Hello,

I'm writing an application that needs to be highly customizable and modified
on the fly (ie the application continues to run while you can unload/reload modules)

The modules should be able to attach themselves to various events and commands that will be triggered at some point by the main application..

I'm going to have separate interfaces for dynamic C libs, perl scripts and lua scripts...

As are as the code to handle each interface, that is not a problem...really I am just asking for advice as to a good way to abstract the layer above the individual module interfaces..
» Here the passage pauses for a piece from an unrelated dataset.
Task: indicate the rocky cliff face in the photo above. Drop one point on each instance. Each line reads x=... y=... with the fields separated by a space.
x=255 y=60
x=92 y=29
My current attempt is this, each of the above have simple handle objects used to access them so I came up with this simple code that uses a hash table (GNU hsearch)
to store a "module" object with the information needed to link commands (via a simple string for the key):
Code:
struct module_t {
    short int m_type;      /*REQ M_TYPE_PERL M_TYPE_LUA or M_TYPE_C */
    void * m_handle;       /*REQ handle we use to interface with the module */
    char * m_name;         /*OPT name of the module (for display purposes) */
    char * m_path;         /*REQ filename of module (mainly for loading purposes) */
};

typedef struct module_t MODULE;

static MODULE C_MODULE_INIT = {
    M_TYPE_C,
    NULL
};
static MODULE PERL_MODULE_INIT = {
    M_TYPE_PERL,
    NULL
};

...........clipped hash table functions...................


#include <stdio.h>
#include <stdlib.h>
#include <string.h>
#include <errno.h>  /* for debugging purposes */
#include <dlfcn.h> /* for dlopen, dlsym, etc.. (C modules) */
#include <search.h> /* for GNU hash table functions */

#define M_TYPE_PERL         0x1
#define M_TYPE_C            0x2
#define M_TYPE_LUA          0x4
#define M_CMD_HASH_SIZE     1007
/**********************************************************************
 * TEST DRIVER
 **********************************************************************/
int main(void)
{
    ENTRY * ep;
    int i = 0;
    MODULE * cmod = malloc(sizeof *cmod);

    if (!cmod)
        return 1;

    *cmod = C_MODULE_INIT;

    i = m_init_cmd_lookup();
    if (i == 0 && fprintf(stderr,"%s\n",strerror(errno)));
    ep = m_cmd_insert("blah",cmod);

    ep = m_cmd_lookup("blah");
    if (ep) {
        MODULE * cast = ep->data;
        fprintf(stdout,"found %s type: %d\n",ep->key,cast->m_type);
    }

    free(cmod);

    m_destroy_cmd_lookup();
    return 0;
}
Do you think this is a good way to do it?





Another question:
Each module needs to have a simple way to attach itself to multiple commands
or events...what is a good way on the module side to do this?

Something like in the module client code: (for a C module)
Code:
Mod.bind({ .cmd = "speak", .func = cmd_speak});
I know I can accomplish this sort of thing via macros ... but it seems like a lot of potential for bugs...what other methods could I use?